Über Habutschu

Soso, es scheint, als würde es dich interessieren, wo du hier gelandet bist. Daher werde ich auf dieser Seite kurz erklären, welche Themen du hier finden kannst und wie der Blog entstanden ist.

Der grobe Themenüberblick

Zunächst eine kurze Warnung: Das hier ist kein Blog, der ein übergeordnetes Thema hat. Vielmehr veröffentliche ich alles, was mir spontan in den Sinn kommt. Dabei werde ich oft von meinem Alltag oder auch anderen Bloggern und deren Aktionen inspiriert. Daher finden sich hier neben persönlichen Berichten von Ausflügen und Erlebnissen auch einige Fotos, Gedanken zu aktuellen Dingen und vereinzelt Rezepte, Buchvorstellungen und kreatives Zeug.

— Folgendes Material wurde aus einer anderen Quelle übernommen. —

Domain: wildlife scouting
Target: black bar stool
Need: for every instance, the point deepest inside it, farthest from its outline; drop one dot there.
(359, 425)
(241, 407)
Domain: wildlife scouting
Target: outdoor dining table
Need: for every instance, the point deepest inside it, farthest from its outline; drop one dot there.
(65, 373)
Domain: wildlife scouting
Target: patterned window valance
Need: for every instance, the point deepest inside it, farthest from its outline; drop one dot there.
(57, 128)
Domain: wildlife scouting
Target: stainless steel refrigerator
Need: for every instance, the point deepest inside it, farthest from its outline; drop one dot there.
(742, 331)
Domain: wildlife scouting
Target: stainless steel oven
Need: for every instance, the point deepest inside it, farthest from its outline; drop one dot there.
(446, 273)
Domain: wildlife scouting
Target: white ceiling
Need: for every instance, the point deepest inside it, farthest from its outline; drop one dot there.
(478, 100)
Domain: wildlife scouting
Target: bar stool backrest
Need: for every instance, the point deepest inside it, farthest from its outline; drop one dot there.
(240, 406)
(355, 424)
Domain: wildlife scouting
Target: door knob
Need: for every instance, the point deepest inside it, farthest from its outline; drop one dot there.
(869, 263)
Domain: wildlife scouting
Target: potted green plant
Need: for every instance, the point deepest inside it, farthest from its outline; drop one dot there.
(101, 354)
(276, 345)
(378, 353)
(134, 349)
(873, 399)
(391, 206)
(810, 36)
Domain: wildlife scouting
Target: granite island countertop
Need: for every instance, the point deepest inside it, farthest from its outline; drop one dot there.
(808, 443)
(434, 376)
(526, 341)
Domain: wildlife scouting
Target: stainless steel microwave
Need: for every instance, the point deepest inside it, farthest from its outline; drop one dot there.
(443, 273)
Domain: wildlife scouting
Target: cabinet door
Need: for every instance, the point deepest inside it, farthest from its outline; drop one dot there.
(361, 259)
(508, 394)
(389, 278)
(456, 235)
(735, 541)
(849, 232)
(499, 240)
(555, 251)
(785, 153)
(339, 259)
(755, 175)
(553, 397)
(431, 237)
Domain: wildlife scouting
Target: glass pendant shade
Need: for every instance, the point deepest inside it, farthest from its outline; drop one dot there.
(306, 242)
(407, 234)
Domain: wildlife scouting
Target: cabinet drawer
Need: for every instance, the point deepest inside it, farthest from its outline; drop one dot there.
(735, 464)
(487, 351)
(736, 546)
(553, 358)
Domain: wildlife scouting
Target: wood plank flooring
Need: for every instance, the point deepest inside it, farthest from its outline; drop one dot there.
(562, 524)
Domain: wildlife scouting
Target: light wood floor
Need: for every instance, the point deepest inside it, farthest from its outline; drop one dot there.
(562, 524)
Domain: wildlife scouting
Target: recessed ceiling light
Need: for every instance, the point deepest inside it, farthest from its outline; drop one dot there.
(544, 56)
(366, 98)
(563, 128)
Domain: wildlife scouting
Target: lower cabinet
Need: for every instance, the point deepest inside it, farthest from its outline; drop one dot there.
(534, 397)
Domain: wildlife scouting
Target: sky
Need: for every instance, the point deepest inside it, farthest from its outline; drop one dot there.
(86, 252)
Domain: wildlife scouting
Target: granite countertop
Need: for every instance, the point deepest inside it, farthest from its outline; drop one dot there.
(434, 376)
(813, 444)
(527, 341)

Zudem habe ich großen Gefallen daran gefunden, jeden Monat mit meinen Lesern das Spiel „Kennt ihr das?“ zu spielen. Hierfür schreibe ich eine Liste mit Gedanken und Situationen und in den Kommentaren darf jeder schreiben, ob der sich selbst schon mal damit konfrontiert sah.
Sonnenuntergänge und Monatsrückblicke sind übrigens ebenfalls fester Bestandteil von Habutschu und erscheinen abwechselnd am Monatsende gemeinsam mit ein paar Linktipps – okay, manchmal auch mehr als ein paar 😉

Der Name: Warum Habutschu?

Es waren einmal fünf Hühner, die ihre Karriere als Versorger der Eier kaufenden Bevölkerung beendet hatten. Um ein glückliches Leben als Rentner zu beginnen, kamen sie zu uns. Fortan liefen sie tagsüber frei im Garten herum und meine Schwester und ich fanden das so cool, dass wir etwas altes Brot mit nach draußen nahmen und die Hühner damit handzahm fütterten.
Und weil nun mal nicht jeder so coole Hühner hat, brauchten unsere natürlich auch ganz besondere Namen. „Habutschu“ war einer unserer spontanen Einfälle und ab da der Name von einem dieser Hühner.

Heute verbinde ich mit diesem Namen also die Einzigartigkeit und Kreativität meiner Familie. Außerdem klingt das Wort doch ein wenig verrückt, was perfekt zu mir passt.

Tja und so stand der Name dieses Blogs fest.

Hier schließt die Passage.